En cette journée internationale de la langue maternelle, célébrée chaque 21 février, une question cruciale résonne dans le paysage éducatif congolais : comment préparer la jeunesse à un avenir pluriel ? Le Réseau National des Professeurs et Enseignants de Français (RENAPEF) apporte une réponse claire en incitant les jeunes à embrasser le multilinguisme. Pour son président, Jean-Bosco Puna, la maîtrise de plusieurs langues n’est plus un luxe, mais une nécessité vitale pour l’intégration et l’épanouissement au sein des diverses communautés du pays et au-delà.

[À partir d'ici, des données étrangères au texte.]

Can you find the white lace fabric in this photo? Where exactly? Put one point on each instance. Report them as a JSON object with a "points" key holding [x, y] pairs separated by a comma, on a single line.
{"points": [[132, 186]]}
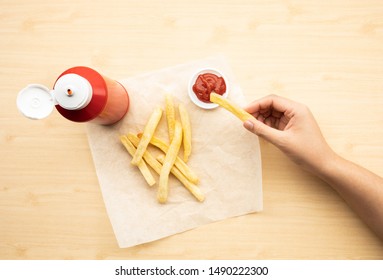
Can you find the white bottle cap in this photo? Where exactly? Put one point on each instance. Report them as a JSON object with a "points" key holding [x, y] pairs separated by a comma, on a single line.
{"points": [[71, 92], [35, 102]]}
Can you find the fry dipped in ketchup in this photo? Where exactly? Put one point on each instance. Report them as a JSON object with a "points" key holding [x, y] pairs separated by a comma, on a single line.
{"points": [[207, 83]]}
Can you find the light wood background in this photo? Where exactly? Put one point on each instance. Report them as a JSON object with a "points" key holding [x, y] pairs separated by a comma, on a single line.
{"points": [[326, 54]]}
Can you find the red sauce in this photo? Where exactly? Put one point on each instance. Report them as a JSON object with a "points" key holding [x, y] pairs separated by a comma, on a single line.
{"points": [[206, 83]]}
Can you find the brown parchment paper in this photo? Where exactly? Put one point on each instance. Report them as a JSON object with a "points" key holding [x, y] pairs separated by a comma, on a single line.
{"points": [[225, 156]]}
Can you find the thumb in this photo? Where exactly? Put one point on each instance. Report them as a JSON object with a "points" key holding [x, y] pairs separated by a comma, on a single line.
{"points": [[259, 128]]}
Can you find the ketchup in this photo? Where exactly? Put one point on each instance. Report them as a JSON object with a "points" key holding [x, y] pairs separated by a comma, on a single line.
{"points": [[206, 83]]}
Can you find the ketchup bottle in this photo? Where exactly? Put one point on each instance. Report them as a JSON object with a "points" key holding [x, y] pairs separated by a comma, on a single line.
{"points": [[80, 94]]}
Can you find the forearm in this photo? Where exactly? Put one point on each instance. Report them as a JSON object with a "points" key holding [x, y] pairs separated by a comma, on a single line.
{"points": [[360, 188]]}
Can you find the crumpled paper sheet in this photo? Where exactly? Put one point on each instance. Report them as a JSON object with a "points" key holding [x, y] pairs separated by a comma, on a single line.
{"points": [[225, 156]]}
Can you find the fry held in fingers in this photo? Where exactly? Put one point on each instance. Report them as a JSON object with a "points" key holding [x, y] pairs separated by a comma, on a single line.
{"points": [[230, 106], [149, 130], [186, 129], [170, 158], [141, 165]]}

À travers une conférence scientifique et culturelle organisée sous le thème « La voix de la jeunesse sur l’éducation multilingue », le RENAPEF a voulu placer les premiers concernés au cœur du débat. L’objectif est limpide : sensibiliser les jeunes au rôle central que joue la langue, qu’elle soit maternelle, nationale ou internationale, dans la construction de leur identité et de leur parcours. Mais cet appel va-t-il au-delà des bonnes intentions pour toucher aux réalités quotidiennes des familles et des salles de classe ?
Jean-Bosco Puna estime que la responsabilité est d’abord parentale. « Les parents ont un rôle majeur à jouer pour faciliter à leurs enfants l’apprentissage de plusieurs langues », affirme-t-il. Cette mission, initiée au sein du foyer, doit selon lui trouver un écho et un renforcement dans tous les espaces de socialisation : l’école, l’université, et même les institutions ecclésiastiques. Il s’agit de créer un écosystème linguistique cohérent, où le français, le lingala, le swahili, le tshiluba, le kikongo, ou encore l’anglais, ne sont pas perçus comme des connaissances en concurrence, mais comme des compétences complémentaires.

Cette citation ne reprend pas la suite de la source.